McConnell is as shameless a liar as Trump, even if he's less theatrical about it. He is clearly in no hurry to pass a stimulus bill and, frankly, is behaving like a man who hopes no bill gets passed at all.

This is what the radical right planned and did to Obama from the moment he won election.[1] The GOP hated his guts and they still hate his guts. The radical right GOP has no interest in compromise. Not one shred of interest. Biden is going to get exactly the same treatment, no compromise, no cooperation and no bipartisan help. None at all. 


Footnote: 
1. Jane Mayer wrote this in 2017 about what Obama faced from the authoritarian radical right GOP:
"The highlight of the Koch summit in 2009 was an uninhibited debate about what conservatives should do next in the face of electoral defeat. As the donors and other guests dined [...] they watched a passionate argument unfold that encapsulated the stark choice ahead. . . . . Cornyn was rated the second most conservative republican in the Senate . . . . But he was also, as one former aide put it "very much a constitutionalist" who believed it was occasionally necessary to compromise in politics.

Poised on the other side of the moderator was the South Caroline Senator Jim DeMint, a conservative provocateur who defined the outermost antiestablishment frings of the republican party . . . . Before his election to congress, DeMint had run as advertising agency in South Carolina. He understood how to sell, and what he was pitching that night was an approach to politics that according to historian Sean Wilenz would have been recognizable to DeMint's forebears from the Palmetto state as akin to the radical nullification of federal power advocated in the 1820s by the slavery defender John C. Calhoun.

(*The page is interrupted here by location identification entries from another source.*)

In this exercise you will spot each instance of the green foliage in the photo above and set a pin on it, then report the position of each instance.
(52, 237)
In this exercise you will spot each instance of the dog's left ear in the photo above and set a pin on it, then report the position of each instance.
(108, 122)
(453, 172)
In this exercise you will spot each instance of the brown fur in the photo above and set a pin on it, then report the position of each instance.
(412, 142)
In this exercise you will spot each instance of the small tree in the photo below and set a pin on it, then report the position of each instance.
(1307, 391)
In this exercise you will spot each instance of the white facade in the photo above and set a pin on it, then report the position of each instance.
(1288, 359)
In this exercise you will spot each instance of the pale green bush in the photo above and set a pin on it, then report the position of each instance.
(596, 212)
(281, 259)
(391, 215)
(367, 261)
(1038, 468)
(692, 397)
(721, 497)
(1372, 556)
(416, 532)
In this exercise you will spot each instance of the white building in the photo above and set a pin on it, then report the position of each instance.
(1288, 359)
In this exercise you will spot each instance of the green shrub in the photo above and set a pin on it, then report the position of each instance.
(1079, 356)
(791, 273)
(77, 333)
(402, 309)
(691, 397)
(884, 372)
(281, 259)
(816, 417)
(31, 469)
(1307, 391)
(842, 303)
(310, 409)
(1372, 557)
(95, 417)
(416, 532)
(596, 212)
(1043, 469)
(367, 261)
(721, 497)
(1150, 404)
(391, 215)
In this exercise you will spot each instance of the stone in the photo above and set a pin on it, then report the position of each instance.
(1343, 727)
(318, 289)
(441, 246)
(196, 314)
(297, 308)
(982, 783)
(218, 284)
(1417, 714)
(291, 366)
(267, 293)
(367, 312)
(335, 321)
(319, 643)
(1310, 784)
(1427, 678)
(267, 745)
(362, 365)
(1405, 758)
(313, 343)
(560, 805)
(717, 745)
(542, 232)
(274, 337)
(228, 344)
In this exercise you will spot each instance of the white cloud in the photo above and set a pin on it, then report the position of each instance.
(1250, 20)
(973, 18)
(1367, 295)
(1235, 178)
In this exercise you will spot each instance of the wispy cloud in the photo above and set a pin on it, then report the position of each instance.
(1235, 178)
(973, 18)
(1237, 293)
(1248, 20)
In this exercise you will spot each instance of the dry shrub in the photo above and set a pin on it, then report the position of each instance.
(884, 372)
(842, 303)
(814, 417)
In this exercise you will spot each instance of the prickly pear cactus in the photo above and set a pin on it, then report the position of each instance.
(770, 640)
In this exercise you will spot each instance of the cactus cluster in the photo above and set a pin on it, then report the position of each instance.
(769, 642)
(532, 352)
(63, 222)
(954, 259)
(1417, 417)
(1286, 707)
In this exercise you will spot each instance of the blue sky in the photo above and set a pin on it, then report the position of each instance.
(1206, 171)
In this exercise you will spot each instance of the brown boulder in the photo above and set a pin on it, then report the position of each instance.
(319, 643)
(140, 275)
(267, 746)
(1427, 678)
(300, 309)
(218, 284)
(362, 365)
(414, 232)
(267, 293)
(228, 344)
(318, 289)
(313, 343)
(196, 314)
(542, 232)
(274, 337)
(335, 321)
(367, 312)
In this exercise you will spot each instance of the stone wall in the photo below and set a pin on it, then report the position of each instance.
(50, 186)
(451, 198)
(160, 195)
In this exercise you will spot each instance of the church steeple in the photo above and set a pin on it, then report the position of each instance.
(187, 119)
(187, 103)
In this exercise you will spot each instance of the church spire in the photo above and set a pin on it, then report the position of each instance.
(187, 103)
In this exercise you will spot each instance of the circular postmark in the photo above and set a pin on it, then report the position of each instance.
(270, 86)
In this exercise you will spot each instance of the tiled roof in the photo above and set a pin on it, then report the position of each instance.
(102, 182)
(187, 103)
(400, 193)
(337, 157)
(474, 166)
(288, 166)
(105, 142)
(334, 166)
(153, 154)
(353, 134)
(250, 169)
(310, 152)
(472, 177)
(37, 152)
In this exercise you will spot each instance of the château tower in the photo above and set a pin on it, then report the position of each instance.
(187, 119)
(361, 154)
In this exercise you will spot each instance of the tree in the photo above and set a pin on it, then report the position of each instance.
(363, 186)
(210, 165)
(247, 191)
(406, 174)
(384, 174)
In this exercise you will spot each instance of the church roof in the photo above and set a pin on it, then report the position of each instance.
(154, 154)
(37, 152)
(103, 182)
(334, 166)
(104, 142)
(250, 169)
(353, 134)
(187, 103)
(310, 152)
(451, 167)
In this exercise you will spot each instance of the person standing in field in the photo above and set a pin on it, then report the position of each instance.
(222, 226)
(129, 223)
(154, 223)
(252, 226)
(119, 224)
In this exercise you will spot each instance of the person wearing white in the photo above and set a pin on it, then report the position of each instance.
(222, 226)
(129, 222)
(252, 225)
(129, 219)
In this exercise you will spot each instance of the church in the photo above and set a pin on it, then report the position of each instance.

. . . . Cornyn spoke in favor of the Republican Party fighting its way back to victory by broadening its appeal to a broader swath of voters, including moderates. . . . . the former aide explained . . . . "He believes in making the party a big tent. You can't win unless you get more votes."

In contrast, DeMint portrayed compromise as surrender. He had little patience for the slow-moving process of constitutional government. He regarded many of his Senate colleagues as timid and self-serving. The federal government posed such a dire threat to the dynamism of the American economy, in his view, that anything less than all-out war on regulations and spending was a cop-out. . . . . Rather than compromising on their principles and working with the new administration, DeMint argued, Republicans needed to take a firm stand against Obama, waging a campaign of massive resistance and obstruction, regardless of the 2008 election outcome.

As the participants continued to cheer him on, in his folksy southern way, DeMint tore into Cornyn over one issue in particular. He accused Cornyn of turning his back on conservative free-market principles and capitulating to the worst kind of big government spending, with his vote earlier that fall in favor of the Treasury Department's massive bailout of failing banks. . . . . In hopes of staving off economic disaster, Bush's Treasury Department begged Congress to approve the massive $700 billion emergency bailout known as the Troubled Asset Relief Program, or TARP.

Advisers to Obama later acknowledged that he had no idea of what he was up against. He had campaigned as a post-partisan politician who had idealistically taken issue with those who he said "like to slice and dice our country into red states and blue states." He insisted, "We are one people," the United States of America. His vision, like his own blended racial and geographic heredity, was one of reconciliation, not division." (emphasis added)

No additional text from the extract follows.